A favorite topic of VCs -- particularly VCs in Bay Area -- is what makes Silicon Valley so conducive to creating great startups. From my point of view, the things that makes any area conducive to business creation (the Bay Area or Boston or Austin or wherever) are an entrepreneurial culture and a supportive ecosystem of institutions and professionals. While it is certainly possible to create great businesses without those things, it is far more challenging. Places like the Bay Area tend to have a disproportionate number of individuals who are willing to bet on risky ventures. And they have a disproportionate number of lawyers, bankers, investors, accountants who have an expertise in business creation. In combination, all these things are self reenforcing and create an even stronger startup culture, which in turn creates a stronger drive towards business creation, which in turn fuels an economy of startup-focused service providers, which in turn lubricates the funding process, which in turn promotes startup growth, which in turn creates an even stronger startup culture, and so on.
I was thinking about this very question over the weekend while on a "business trip" (aka boondoggle) in the Wine Country sponsored by Silicon Valley Bank. SVB is unquestionably a part of the startup ecosystem in the Bay Area. They work closely with a half dozen companies in which I have invested and with dozens of companies in our portfolio. They appreciate the nature of venture backed startups and provide banking support -- including debt financing, for example -- in a way that acknowledges the nature of startup finances. SVB aren't the only bank in the Bay Area that happily accommodate startups and the unique nature of their profile (namely, their volatility and cash consumption needs) but SVB have made it their mission to court startups and help them find their way through the funding and growth life cycles typical of any successful startup (with all its ups and downs). That support is just one small piece of the ecosystem that I believe distinguishes startup favorable towns from startup hostile locales.
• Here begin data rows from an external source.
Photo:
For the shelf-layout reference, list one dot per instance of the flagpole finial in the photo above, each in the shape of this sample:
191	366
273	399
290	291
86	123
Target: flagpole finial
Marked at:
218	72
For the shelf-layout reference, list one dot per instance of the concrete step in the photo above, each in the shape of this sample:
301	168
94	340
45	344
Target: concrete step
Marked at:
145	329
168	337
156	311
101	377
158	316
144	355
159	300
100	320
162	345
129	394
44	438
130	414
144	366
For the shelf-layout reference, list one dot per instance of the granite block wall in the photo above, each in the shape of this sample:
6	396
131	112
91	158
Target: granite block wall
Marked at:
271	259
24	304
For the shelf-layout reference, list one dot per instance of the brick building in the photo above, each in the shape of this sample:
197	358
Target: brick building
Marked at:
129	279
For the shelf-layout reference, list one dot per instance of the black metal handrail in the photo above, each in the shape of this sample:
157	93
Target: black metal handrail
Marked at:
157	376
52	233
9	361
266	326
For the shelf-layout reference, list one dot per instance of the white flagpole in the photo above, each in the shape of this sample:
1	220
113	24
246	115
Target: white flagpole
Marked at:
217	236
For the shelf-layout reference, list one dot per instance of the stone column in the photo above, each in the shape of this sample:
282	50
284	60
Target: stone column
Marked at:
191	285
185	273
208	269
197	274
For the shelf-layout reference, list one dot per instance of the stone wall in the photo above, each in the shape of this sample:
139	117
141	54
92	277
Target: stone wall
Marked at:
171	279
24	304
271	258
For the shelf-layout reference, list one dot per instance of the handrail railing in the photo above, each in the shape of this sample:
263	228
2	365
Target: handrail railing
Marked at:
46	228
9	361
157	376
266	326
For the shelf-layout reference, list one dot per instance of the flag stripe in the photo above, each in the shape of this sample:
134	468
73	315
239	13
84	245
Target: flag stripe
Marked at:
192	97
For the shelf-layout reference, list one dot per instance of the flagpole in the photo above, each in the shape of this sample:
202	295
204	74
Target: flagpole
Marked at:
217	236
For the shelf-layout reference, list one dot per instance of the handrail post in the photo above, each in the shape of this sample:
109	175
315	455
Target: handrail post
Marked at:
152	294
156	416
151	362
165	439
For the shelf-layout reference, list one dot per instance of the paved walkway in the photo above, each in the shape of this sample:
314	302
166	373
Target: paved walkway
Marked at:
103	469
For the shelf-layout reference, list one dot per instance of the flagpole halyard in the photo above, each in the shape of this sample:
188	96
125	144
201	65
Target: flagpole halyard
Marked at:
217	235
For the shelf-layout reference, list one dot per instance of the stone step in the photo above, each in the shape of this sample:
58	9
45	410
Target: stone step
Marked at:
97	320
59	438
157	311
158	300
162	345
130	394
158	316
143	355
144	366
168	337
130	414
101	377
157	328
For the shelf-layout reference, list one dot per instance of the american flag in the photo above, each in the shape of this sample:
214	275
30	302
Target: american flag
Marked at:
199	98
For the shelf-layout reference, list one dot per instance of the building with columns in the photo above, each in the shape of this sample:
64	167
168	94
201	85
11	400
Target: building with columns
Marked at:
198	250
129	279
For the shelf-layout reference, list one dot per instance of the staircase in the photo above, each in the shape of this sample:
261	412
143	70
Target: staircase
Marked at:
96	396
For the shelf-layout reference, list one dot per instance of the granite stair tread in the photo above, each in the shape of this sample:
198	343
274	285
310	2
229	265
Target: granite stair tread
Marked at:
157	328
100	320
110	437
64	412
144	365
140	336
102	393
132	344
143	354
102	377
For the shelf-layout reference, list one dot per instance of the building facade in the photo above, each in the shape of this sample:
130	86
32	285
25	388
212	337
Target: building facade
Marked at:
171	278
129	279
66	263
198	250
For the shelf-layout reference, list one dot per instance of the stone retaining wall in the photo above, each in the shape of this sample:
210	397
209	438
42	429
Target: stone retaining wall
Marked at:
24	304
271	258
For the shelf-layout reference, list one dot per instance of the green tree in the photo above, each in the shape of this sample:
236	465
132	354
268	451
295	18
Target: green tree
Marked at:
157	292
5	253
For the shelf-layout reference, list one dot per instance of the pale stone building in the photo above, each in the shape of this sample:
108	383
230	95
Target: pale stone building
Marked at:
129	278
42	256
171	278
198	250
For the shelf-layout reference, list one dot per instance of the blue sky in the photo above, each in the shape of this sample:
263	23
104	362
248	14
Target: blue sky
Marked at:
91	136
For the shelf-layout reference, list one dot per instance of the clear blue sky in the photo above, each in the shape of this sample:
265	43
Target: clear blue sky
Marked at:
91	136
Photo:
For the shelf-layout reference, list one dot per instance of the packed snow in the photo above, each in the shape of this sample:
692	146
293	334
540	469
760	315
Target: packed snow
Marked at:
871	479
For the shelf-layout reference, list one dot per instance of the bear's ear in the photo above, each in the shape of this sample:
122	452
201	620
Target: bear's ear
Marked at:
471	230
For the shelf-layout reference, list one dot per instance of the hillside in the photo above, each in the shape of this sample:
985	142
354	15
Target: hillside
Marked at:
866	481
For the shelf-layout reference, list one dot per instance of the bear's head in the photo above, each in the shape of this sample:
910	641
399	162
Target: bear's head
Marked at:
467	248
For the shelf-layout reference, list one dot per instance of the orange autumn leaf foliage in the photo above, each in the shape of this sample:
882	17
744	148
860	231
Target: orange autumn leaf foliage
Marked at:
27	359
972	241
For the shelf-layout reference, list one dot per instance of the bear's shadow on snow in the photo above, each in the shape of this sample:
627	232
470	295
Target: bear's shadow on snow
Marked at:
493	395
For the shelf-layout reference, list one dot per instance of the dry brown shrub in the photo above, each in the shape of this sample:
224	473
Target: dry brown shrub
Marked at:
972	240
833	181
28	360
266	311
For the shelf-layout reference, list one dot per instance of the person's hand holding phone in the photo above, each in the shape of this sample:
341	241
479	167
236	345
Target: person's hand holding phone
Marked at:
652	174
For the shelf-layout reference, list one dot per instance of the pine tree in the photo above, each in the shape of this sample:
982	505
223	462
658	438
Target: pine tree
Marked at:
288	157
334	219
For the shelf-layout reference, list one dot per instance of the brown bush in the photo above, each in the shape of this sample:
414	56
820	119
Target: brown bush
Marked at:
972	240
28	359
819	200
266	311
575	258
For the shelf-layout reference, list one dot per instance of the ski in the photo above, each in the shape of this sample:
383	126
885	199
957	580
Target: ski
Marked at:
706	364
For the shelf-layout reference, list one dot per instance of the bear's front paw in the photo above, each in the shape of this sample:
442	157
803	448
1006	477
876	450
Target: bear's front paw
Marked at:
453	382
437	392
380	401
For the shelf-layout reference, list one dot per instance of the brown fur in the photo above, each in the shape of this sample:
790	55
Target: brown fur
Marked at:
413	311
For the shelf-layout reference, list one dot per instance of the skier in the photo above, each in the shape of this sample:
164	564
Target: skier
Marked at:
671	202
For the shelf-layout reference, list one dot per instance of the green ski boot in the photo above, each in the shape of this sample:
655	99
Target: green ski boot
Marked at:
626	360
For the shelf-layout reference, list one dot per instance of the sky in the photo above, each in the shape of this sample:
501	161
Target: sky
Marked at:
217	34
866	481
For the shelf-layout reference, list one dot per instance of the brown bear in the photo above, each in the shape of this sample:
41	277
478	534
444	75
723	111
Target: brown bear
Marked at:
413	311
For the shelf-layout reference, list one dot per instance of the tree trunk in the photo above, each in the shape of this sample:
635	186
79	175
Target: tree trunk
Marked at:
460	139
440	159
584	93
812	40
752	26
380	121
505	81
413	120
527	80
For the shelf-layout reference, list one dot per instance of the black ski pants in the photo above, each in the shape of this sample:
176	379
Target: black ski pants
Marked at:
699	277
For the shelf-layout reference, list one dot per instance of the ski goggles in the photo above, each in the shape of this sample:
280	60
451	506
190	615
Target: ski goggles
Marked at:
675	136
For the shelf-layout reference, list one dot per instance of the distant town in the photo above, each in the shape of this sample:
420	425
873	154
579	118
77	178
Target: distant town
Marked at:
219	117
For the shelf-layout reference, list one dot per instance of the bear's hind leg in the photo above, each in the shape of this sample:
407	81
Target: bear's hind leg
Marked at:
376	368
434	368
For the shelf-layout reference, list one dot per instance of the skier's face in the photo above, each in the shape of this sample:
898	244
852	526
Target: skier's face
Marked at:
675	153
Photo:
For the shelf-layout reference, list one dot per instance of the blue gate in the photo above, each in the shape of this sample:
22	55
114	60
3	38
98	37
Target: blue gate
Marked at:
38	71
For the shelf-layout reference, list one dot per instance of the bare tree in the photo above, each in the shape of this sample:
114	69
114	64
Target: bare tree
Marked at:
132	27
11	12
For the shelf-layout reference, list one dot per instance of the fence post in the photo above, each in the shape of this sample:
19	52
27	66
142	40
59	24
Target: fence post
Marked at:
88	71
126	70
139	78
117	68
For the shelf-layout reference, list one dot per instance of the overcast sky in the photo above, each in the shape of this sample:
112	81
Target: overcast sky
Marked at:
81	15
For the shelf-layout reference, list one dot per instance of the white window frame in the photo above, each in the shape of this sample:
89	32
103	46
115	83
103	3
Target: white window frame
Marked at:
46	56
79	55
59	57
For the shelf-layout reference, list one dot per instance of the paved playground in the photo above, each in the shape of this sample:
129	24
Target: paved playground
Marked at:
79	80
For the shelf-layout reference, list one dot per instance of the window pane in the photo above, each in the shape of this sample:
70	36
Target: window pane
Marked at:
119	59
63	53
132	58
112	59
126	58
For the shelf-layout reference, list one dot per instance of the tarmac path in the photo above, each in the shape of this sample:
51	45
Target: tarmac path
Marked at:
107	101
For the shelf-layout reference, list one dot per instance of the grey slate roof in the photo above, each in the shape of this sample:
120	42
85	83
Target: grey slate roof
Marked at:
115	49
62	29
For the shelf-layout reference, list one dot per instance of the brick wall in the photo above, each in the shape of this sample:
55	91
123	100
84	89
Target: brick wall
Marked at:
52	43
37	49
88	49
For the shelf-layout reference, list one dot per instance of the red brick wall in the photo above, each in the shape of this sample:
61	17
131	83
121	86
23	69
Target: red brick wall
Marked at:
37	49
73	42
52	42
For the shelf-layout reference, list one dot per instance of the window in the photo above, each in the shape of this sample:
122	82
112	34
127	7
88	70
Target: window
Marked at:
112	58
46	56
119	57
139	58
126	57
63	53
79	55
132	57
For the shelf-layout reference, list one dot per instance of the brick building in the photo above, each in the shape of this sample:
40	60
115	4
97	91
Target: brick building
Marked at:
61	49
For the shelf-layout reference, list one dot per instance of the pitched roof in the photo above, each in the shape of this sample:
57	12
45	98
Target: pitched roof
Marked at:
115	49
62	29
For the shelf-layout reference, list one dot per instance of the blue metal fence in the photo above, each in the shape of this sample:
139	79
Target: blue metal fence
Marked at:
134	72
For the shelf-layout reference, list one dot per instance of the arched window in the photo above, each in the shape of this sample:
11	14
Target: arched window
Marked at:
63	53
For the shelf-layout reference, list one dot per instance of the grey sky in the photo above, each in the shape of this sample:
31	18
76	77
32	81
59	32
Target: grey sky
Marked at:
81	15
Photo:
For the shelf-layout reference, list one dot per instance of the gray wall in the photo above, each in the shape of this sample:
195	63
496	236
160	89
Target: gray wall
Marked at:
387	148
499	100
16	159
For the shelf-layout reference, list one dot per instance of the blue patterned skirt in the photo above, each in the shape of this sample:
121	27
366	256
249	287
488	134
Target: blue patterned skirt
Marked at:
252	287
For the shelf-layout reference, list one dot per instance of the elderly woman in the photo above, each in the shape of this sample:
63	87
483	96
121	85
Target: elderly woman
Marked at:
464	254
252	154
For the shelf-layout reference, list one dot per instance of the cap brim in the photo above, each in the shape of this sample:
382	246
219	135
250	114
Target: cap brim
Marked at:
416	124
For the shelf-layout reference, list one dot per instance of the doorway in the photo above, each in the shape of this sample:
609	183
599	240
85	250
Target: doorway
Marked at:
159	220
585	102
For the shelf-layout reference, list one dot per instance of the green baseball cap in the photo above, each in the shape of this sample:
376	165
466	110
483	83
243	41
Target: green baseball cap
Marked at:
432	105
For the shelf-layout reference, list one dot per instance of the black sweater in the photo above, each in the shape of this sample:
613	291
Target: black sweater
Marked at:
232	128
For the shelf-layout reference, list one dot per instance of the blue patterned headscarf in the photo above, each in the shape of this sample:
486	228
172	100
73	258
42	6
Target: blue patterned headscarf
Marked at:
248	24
As part of the trip I was on this weekend, Silicon Valley Bank hosted a dinner at Silver Oak Cellars. Silver Oak is one of SVB's winery clients and as a result they opened up their cellars to a group of SVB's friends in the Venture business. We were given a tour of the Silver Oak facilities by their Vice President of Marketing who stressed the importance of relationships throughout the tour. Building on that theme, Harry Kellogg (SVB's Vice Chairman and President of SVB Capital) toasted to a partnership between his bank and the Venture community -- he said something to the effect of "we provide startups with the debt they need, you provide them with the equity they need, and Silver Oak provides them with the wine they need." While, at $60 and up a bottle, I'm not sure how many startups are taking solace in Silver Oak, I do think that the partnership between Silicon Valley Bank and the Venture community has been a good one. It makes up one small corner of the startup ecosystem that continues to make the Bay Area a fantastic place in which to build new businesses.